On Wed, Jul 2, 2014 at 7:18 PM, Helder Ribeiro <helder@xxxxxxxxx> wrote:
> On Sun, Jun 29, 2014 at 9:58 PM, Seth David Schoen <schoen@xxxxxxx> wrote:
>> Then a question is whether users would want to use a service that takes,
>> say, several hours to act on or answer their queries (and whether the
>> amount of padding data required to thwart end-to-end traffic analysis
>> is acceptable).

I probably missed some context in thread. Link padding doesn't imply
or have a tie to high[er] latency (other than minimal processing overhead).
It's just the usual committed bandwidth, but always full, with wheat,
or backed by chaff when there's not enough wheat to fill it.

> High-latency web browsing is actually a great use case and could
> benefit from the extra security.
>
> Apps like Pocket (http://getpocket.com/) work as a "read it later"
> queue, downloading things for offline reading.

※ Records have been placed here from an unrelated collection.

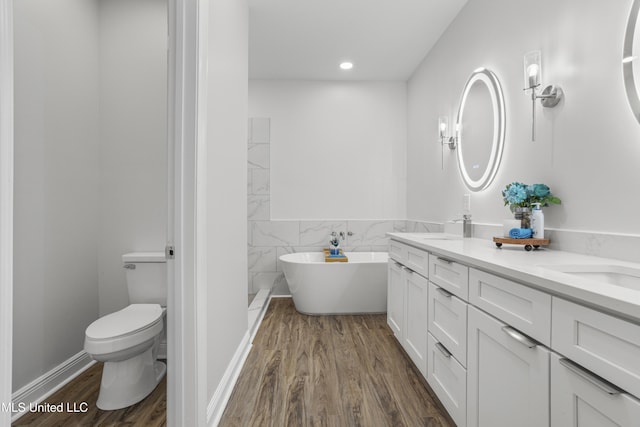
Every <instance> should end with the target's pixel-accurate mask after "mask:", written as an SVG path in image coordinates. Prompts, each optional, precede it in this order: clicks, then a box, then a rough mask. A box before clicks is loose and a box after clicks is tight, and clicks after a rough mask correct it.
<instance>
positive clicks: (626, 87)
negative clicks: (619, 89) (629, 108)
mask: <svg viewBox="0 0 640 427" xmlns="http://www.w3.org/2000/svg"><path fill="white" fill-rule="evenodd" d="M639 9H640V0H634V1H633V4H632V5H631V11H630V12H629V21H628V22H627V31H626V32H625V35H624V47H623V49H622V75H623V78H624V87H625V90H626V91H627V99H628V100H629V105H630V106H631V111H633V115H634V116H635V118H636V120H637V121H638V122H639V123H640V94H639V93H638V87H639V86H640V65H639V64H638V63H637V62H638V57H639V56H640V32H638V31H636V26H637V25H636V24H637V23H638V10H639ZM634 64H635V66H634Z"/></svg>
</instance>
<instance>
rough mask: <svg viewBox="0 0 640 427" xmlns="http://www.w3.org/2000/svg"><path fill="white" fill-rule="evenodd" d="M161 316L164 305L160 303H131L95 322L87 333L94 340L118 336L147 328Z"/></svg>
mask: <svg viewBox="0 0 640 427" xmlns="http://www.w3.org/2000/svg"><path fill="white" fill-rule="evenodd" d="M161 318H162V307H160V305H159V304H131V305H130V306H128V307H126V308H123V309H122V310H120V311H116V312H115V313H111V314H107V315H106V316H104V317H101V318H99V319H98V320H96V321H95V322H93V323H92V324H91V325H89V327H88V328H87V331H86V335H87V338H90V339H94V340H101V339H108V338H116V337H119V336H122V335H129V334H132V333H134V332H137V331H139V330H142V329H146V328H148V327H150V326H152V325H153V324H155V323H156V322H157V321H158V320H160V319H161Z"/></svg>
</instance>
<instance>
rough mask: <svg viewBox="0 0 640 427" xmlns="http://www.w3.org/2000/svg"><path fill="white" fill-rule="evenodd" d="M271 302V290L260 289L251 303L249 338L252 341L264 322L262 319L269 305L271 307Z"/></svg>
mask: <svg viewBox="0 0 640 427" xmlns="http://www.w3.org/2000/svg"><path fill="white" fill-rule="evenodd" d="M270 303H271V290H270V289H260V290H259V291H258V293H257V294H256V296H255V297H254V298H253V301H251V304H250V305H249V313H248V314H249V335H250V338H249V339H250V340H251V342H253V339H254V338H255V336H256V333H257V332H258V328H260V324H261V323H262V319H263V318H264V314H265V313H266V312H267V307H269V304H270Z"/></svg>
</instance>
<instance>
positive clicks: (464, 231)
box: [462, 214, 472, 237]
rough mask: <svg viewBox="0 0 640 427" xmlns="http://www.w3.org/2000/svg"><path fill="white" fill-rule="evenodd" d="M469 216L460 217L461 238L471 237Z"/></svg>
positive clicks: (465, 214) (471, 232) (470, 230)
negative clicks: (460, 225) (461, 218)
mask: <svg viewBox="0 0 640 427" xmlns="http://www.w3.org/2000/svg"><path fill="white" fill-rule="evenodd" d="M471 235H472V231H471V214H464V215H462V237H472V236H471Z"/></svg>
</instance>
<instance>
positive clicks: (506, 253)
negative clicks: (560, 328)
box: [387, 233, 640, 323]
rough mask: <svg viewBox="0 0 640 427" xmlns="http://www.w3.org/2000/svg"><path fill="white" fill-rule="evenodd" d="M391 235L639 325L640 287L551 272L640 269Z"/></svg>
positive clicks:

I think it was Freenet where 'web' (page/browsing) was modeled
as a non-real-time-interactive, retrievable (and updateable) object.
Essentially documents. But were delivered in real time over the net.

Torrents seem similar... queing, updatable, latency tolerant. Though
there's no 'hours' delay storage buffer nodes between actual source
and sink either.

Besides mail mixes, what systems use such formal buffers in between?